The D, though, was up to the task. Still impenetrable by the run, still unbreakable by the pass. But in a way, it was better than ever. In last year's playoffs, knowing that great passers usually can exploit any coverage when they've got enough time, we simply hit 'em again and again. On Sunday, though we did give Aaron Rodgers some pressure, mostly he just had nowhere to throw.

One particular play was illustrative. On a third down, in the waning seconds of the first half, Rodgers faced only a three-man rush. He scanned the field for nearly five seconds before running left and flicking the ball straight out of bounds. To frustrate a great passer with pure coverage is nearly unheard of in today's game, and it shows that this D, unbelievably, has gotten even better still.

But more importantly, so has the O.

Despite that rough start, Smith was good, very good. Visibly both confident and comfortable, he surgically spread the ball around to his new-and-improved receiving corps. He'll face much better Ds than the Packers', but still: 8 yards per pass, 2 touchdowns, and a rating of 125? Rodgers was right; Smith was no mere "manager," not on this day.

I'll admit it: when it comes to Smith, I'm certifiable. In a league with plenty of bad QBs, it seems crazy to have such dissonance about an indisputably good one. But my fear is merely the Niners' own, as evinced by their annual quest to replace him: if we need greatness, consistently, will Smith be able to rise to the challenge?

Smith didn't answer that question on Sunday; despite Aikman's pleas, he never took a downfield shot against single coverage, even if only "to test that out." But he might've done the next best thing. He might've rendered the question moot.

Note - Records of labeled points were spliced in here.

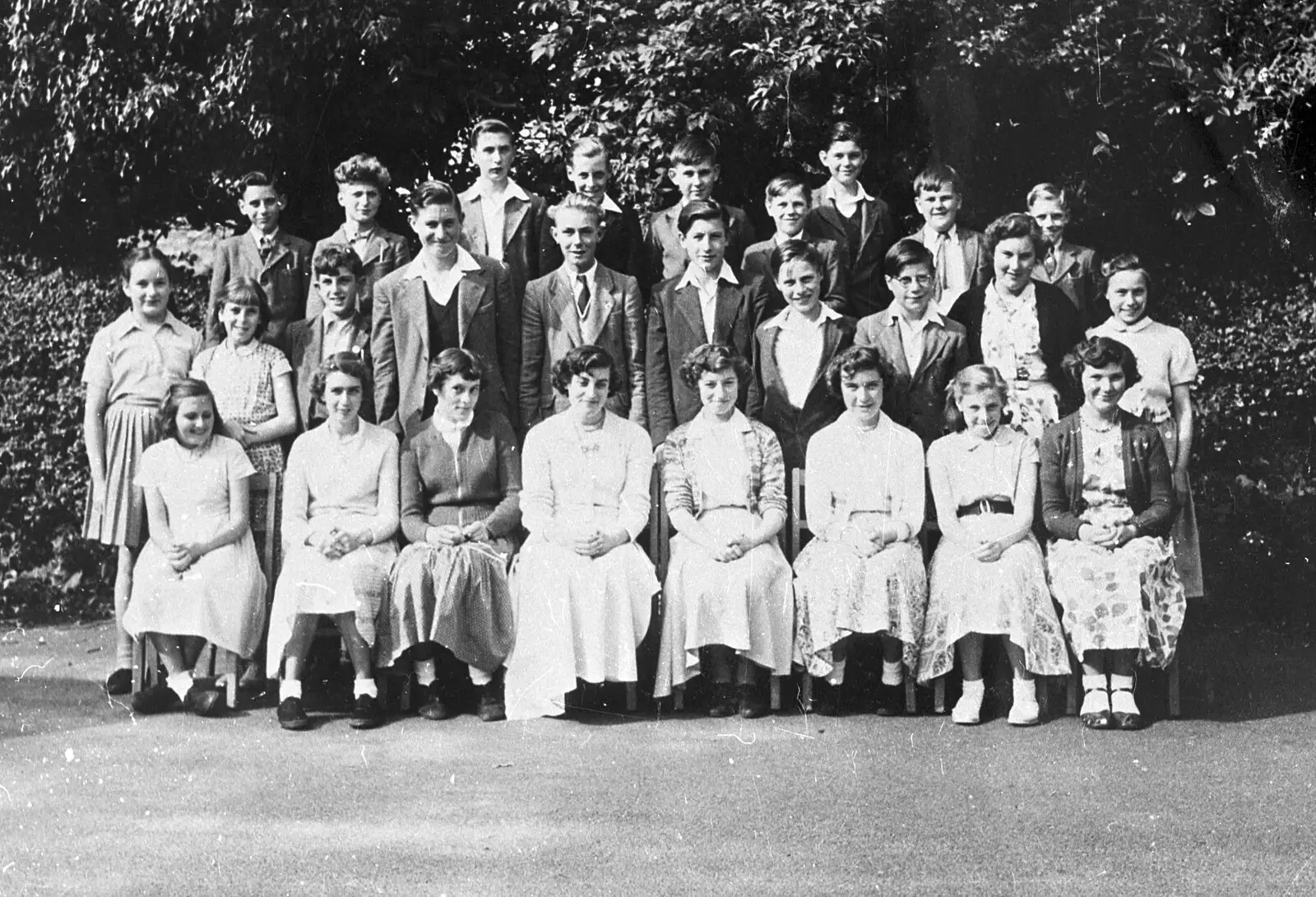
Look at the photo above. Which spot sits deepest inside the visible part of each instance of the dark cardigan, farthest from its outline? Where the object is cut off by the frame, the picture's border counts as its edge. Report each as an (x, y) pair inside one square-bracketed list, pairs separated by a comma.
[(1147, 477)]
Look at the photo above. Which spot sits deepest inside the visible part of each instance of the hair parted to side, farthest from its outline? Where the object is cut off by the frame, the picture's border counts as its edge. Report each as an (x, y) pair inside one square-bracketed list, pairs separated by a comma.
[(362, 169), (857, 360), (1013, 225), (712, 359), (581, 360), (1101, 352), (188, 388), (245, 293), (341, 362), (971, 381), (454, 362)]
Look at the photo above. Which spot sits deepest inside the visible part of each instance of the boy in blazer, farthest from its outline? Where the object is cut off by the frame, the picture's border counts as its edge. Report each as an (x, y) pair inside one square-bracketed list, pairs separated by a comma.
[(582, 302), (362, 182), (340, 327), (500, 219), (924, 349), (846, 212), (267, 254), (694, 169), (707, 303), (960, 256)]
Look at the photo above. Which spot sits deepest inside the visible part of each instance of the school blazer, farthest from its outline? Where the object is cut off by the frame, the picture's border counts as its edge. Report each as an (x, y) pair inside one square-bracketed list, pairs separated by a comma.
[(303, 342), (385, 253), (668, 257), (835, 273), (677, 328), (794, 427), (286, 280), (620, 248), (1147, 477), (868, 285), (918, 398), (399, 342), (1076, 277), (521, 228), (550, 328)]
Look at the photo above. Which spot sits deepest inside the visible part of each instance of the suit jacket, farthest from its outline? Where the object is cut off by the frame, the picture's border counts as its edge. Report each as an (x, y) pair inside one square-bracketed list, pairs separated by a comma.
[(303, 342), (1059, 326), (399, 342), (794, 427), (668, 257), (1076, 277), (973, 247), (677, 328), (285, 277), (868, 283), (385, 253), (552, 327), (835, 272), (521, 228), (622, 247), (918, 398)]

Without a doubt, the defense is ready; it just demolished the greatest O it'll face all year. So the regression argument, at least in the absence of a serious injury, is debunked. As a result, Smith and the O don't need to be great; very good will be more than enough.

And very good this offense will be. Smith knows how to use his new weapons, effectively if not to the utmost. The running game, now alternating thunder and lightning from at least a half-dozen exotic formations, is enough to quell any pass-first ideologue. (Well, almost.) And if we continue to score as many touchdowns as field goals?

Like I said, just watch the hell out.

And so, off the bat, a quick adjustment of expectations. I must confess, I bought the regression theory. It wasn't that I had lost faith in Superman (though I do worry, especially with these replacement refs, that Superman's head will spontaneously combust). And it wasn't even that I had lost faith in Smith (though, as you know, my faith in Smith does wax and wane). It was simply this: when the Football Fates hand you a golden ticket to the Super Bowl, and when you carelessly throw that ticket away, usually they make you pay.

But the Niners merely answered with their most convincing win in years. For the first time since the halcyon days of Montana and Rice, they went into Lambeau and crushed the Pack. Maybe they didn't bring the same O—Joe threw for 411, Jerry caught for 187—but between their very good O and spectacular D, they put those preseason questions to rest.

And the answers sound like the Super Bowl.